Introduction

Oxidative stress is a major contributor to the development of type 2 diabetes mellitus (T2DM) through various molecular mechanisms. The chronic hyperglycemia characteristic of T2DM results in the generation of free radicals and increased oxidative stress, which affects multiple cellular pathways and molecular mechanisms.1–3 Oxidative stress refers to an imbalance between free radical production and the antioxidant system, which results in a reduction of peripheral insulin sensitivity.4 Oxidative stress has been implicated in the reduction of peripheral insulin sensitivity, which is a key factor in the development of T2DM.4 In addition, altered glucose metabolism, oxidative damage to pancreatic β-cells, and endothelial dysfunction are among the major pathways involved.5

Increased oxidative stress and/or impaired antioxidant defense associated with diabetes may also contribute to its development and progression; however, data for this association remains scarce. Mitochondrial function may be affected as a result of chronic hyperglycemia, which leads to an increase in reactive oxygen species (ROS) production.6 Glutathione peroxidase 1 (GPX1) and catalase (CAT) polymorphisms have been actively investigated as potential genetic factors that contribute to T2DM susceptibility.

The Pro198Leu polymorphism in Gpx1 involves a substitution of proline with leucine at position 198. Some studies suggest that the Leu allele may be associated with reduced GPx1 activity, resulting in decreased antioxidant defense against oxidative stress in the GPx1 protein.7 Polymorphisms in the glutathione peroxidase 1 gene may affect selenium status and GPx activity in response to dietary intake. This variability in GPx activity resulting from the Leu allele suggests a potential impact on antioxidant defense mechanisms in individuals with chronic conditions.8 Another study found that a CAT gene polymorphism was associated with a decreased risk of T2DM.9,10

In the present study, we determined the associations between single nucleotide polymorphisms (SNPs) of GPx1 and CAT with T2DM. We studied a Saudi cohort with T2DM from the southwest part of the country.

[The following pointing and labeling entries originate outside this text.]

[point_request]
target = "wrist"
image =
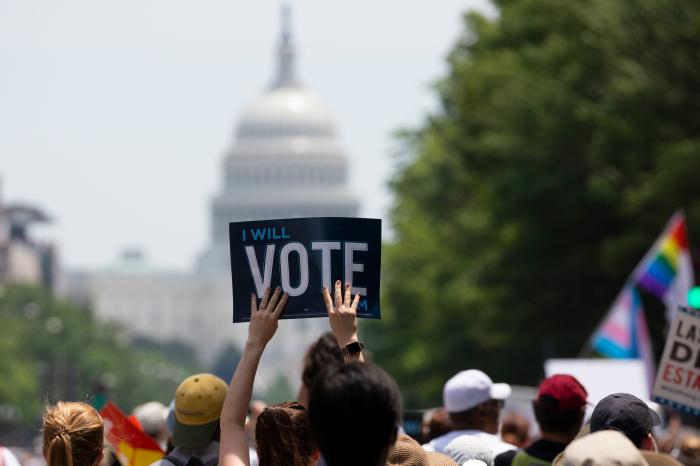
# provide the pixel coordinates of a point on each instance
(344, 341)
(255, 345)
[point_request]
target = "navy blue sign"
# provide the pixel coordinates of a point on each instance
(301, 255)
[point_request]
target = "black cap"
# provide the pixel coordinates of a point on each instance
(625, 413)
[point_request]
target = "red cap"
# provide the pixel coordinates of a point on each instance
(565, 389)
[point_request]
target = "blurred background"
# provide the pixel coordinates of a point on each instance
(523, 154)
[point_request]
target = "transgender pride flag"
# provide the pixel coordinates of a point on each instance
(666, 271)
(623, 331)
(624, 334)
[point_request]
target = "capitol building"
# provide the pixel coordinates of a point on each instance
(285, 162)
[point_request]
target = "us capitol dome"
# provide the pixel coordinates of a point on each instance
(285, 162)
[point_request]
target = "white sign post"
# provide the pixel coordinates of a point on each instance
(678, 380)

Material and Methods Patients and Data Collection

All participants voluntarily provided written informed consent before they participated in this study. The study included 419 male and female subjects carefully matched for age. These subjects were recruited from various hospitals in the Jazan Province. The control group consisted of blood donors, whereas the diabetic patient group was selected from the Diabetes Centers, Jazan.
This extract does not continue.